# How long is the pain?



## Amaris (5 mo ago)

I was married for 23 years, I am in the process of a divorce, at times i am happy, but at times i am so emotional, its only been 10 months, but he kept coming back and going by reaching out to me online, we have three kids, one is a young adult already, so two are left. But i have to deal with having to co-parent. Does the pain ever go away? How long does it take, anyone had a long relationship that ended in a affair that divorce happened? They have a new person now and who is pregnant, he is no longer with his affair. I have been forgiving him throughout our marriage, but i finally made the decision to leave him. But why does it still hurt this seperation I had to make, does it go away?


----------



## Openminded (Feb 21, 2013)

I spent 45 years with a cheater before I finally got out.

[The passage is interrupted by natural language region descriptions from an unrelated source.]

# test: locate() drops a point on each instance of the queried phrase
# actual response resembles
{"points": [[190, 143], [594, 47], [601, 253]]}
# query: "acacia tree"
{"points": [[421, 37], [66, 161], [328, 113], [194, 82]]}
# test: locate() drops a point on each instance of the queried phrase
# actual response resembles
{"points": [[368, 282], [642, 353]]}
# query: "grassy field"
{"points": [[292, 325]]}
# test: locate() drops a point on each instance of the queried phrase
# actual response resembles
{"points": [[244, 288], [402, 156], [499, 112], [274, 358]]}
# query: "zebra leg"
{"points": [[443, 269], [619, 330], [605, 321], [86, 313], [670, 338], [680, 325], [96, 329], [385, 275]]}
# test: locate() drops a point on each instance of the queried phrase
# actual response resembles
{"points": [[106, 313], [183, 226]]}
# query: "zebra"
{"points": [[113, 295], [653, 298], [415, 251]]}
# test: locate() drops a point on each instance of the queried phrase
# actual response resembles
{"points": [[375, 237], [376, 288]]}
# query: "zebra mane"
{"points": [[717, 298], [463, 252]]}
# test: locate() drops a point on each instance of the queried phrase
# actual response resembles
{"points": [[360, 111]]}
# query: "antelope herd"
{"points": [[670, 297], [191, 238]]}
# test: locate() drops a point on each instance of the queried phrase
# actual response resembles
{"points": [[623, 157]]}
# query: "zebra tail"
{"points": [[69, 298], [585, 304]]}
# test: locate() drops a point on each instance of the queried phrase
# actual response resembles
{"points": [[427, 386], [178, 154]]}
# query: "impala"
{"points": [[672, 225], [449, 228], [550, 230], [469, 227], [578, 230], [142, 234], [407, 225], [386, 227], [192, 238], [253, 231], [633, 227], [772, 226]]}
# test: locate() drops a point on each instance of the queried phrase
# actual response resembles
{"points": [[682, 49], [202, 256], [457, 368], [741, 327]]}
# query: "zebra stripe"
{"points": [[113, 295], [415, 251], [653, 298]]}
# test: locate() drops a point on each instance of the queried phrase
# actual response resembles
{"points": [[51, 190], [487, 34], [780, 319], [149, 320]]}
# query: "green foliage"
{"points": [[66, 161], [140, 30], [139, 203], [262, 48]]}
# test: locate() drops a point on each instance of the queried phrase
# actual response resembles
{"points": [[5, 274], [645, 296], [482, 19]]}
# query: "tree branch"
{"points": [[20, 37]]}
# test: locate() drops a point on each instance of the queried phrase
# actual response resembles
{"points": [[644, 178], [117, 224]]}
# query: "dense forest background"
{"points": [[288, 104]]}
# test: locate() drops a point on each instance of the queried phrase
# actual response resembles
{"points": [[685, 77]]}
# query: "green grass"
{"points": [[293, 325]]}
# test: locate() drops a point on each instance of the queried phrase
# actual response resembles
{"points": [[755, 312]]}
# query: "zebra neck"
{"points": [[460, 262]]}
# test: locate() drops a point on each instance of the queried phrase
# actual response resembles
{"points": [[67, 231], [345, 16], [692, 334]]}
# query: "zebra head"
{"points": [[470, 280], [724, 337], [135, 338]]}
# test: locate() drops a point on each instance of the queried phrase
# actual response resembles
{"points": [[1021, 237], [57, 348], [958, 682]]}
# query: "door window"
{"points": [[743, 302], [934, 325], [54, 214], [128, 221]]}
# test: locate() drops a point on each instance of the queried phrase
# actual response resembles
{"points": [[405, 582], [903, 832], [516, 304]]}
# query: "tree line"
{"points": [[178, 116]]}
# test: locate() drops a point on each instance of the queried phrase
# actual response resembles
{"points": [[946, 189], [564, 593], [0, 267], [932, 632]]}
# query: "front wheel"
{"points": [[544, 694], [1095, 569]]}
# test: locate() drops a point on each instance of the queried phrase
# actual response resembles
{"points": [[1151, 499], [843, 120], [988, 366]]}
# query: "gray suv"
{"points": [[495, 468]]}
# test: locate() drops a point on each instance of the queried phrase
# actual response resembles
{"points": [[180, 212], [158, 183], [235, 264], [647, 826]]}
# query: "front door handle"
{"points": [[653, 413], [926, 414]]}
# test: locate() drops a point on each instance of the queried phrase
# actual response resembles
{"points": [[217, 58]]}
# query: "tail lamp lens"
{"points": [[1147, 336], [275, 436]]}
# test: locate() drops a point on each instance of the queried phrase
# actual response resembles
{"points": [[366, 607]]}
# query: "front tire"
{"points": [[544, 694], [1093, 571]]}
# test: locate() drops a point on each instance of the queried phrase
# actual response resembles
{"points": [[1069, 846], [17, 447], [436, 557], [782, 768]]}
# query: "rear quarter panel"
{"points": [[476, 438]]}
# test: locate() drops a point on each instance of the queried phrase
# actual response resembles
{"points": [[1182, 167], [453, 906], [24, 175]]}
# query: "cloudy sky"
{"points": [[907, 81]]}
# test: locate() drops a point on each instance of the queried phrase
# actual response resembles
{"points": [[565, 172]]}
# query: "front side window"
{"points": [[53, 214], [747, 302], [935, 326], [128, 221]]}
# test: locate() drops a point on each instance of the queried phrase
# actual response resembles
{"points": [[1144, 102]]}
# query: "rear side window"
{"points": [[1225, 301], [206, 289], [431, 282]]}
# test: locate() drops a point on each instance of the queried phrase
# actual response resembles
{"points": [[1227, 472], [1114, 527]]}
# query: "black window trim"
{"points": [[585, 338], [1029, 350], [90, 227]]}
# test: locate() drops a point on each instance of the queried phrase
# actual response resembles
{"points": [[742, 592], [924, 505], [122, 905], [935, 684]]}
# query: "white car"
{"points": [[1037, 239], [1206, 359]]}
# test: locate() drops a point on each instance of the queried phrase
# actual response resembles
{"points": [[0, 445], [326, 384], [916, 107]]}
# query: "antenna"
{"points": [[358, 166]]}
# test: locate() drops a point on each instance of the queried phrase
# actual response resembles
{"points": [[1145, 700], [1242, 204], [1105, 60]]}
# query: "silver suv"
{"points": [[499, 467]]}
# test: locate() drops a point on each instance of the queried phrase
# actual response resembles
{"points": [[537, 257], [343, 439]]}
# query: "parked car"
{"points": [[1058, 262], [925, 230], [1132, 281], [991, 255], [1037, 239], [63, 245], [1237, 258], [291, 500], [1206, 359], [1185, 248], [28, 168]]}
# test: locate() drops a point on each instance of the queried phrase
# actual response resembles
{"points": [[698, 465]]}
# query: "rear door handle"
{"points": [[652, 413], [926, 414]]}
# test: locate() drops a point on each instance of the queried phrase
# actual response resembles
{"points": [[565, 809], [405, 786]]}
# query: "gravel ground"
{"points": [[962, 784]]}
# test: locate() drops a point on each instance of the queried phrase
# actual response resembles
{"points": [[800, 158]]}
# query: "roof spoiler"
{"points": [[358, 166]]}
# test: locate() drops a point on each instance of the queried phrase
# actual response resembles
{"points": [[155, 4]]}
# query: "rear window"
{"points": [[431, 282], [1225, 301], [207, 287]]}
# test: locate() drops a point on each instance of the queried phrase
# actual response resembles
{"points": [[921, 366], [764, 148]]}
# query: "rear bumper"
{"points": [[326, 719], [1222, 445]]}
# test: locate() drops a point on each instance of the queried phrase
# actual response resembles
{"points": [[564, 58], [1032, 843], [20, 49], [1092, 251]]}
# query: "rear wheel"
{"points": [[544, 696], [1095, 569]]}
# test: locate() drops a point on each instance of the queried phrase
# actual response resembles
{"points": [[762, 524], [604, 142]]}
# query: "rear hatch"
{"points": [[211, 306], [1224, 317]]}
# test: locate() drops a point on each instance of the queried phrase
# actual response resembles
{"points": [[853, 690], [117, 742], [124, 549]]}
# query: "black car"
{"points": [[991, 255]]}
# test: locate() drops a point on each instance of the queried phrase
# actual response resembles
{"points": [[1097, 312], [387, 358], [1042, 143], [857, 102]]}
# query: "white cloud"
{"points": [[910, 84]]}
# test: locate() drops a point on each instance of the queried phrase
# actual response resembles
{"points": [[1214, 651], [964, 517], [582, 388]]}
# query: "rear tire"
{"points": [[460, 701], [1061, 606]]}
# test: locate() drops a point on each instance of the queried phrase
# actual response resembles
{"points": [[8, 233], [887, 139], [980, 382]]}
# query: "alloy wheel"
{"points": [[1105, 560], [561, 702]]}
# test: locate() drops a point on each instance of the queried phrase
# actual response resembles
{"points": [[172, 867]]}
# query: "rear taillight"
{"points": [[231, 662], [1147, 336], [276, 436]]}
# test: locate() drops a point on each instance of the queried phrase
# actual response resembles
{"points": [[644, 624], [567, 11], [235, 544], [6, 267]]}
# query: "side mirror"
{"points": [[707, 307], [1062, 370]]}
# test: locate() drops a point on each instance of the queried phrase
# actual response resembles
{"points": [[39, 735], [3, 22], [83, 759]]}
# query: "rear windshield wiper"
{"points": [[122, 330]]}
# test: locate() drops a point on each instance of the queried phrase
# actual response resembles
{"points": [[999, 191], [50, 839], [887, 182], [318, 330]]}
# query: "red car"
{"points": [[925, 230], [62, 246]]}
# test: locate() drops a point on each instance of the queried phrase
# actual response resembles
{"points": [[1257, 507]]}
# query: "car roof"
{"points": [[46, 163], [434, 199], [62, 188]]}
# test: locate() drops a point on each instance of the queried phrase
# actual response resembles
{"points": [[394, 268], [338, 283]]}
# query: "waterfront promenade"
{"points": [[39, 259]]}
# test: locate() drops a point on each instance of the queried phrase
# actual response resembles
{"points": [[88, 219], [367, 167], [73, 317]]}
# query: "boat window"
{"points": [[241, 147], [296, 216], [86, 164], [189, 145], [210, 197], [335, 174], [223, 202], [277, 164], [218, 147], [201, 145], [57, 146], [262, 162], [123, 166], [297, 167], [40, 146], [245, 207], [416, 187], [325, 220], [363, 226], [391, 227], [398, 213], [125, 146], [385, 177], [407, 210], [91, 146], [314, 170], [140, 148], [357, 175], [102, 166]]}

As to how long, that depends. Everyone is different and it takes as long as it takes. Some recover very quickly. Others take a lot longer. I don’t know of a way to fast-forward through the pain, unfortunately. I kept a journal of things I needed to do and wanted to do and had to do. It helped me see progress along the way. One day you’ll wake up and feel nothing for him. Take it a day at a time (or an hour at a time — sometimes that was all I felt I could manage). You’ll get to the other side but it won’t likely be as soon as you’d like so be easy on yourself.


----------



## Amaris (5 mo ago)

Thank you.


----------



## 342693 (Mar 2, 2020)

Amaris said:


> I was married for 23 years, I am in the process of a divorce, at times i am happy, but at times i am so emotional, its only been 10 months, but he kept coming back and going by reaching out to me online, we have three kids, one is a young adult already, so two are left. But i have to deal with having to co-parent. Does the pain ever go away? How long does it take, anyone had a long relationship that ended in a affair that divorce happened? They have a new person now and who is pregnant, he is no longer with his affair. I have been forgiving him throughout our marriage, but i finally made the decision to leave him. But why does it still hurt this seperation I had to make, does it go away?


Severing all contact is the easiest way to heal. But you have kids, so you will have to see him occasionally. 

I know it's only been 10 months, but have you started putting yourself out there in the dating world? Okay if you haven't. But that's what helped me recover from her affair. I didn't date serious early on, but had coffee dates and found out there were good women out there and they found me attractive and desirable. Major boost to my shattered ego. Not saying rush to get in a serious relationship or sleep around either. But making new friends of the opposite sex will help take your mind off your ex and what he did to you. Best of luck!


----------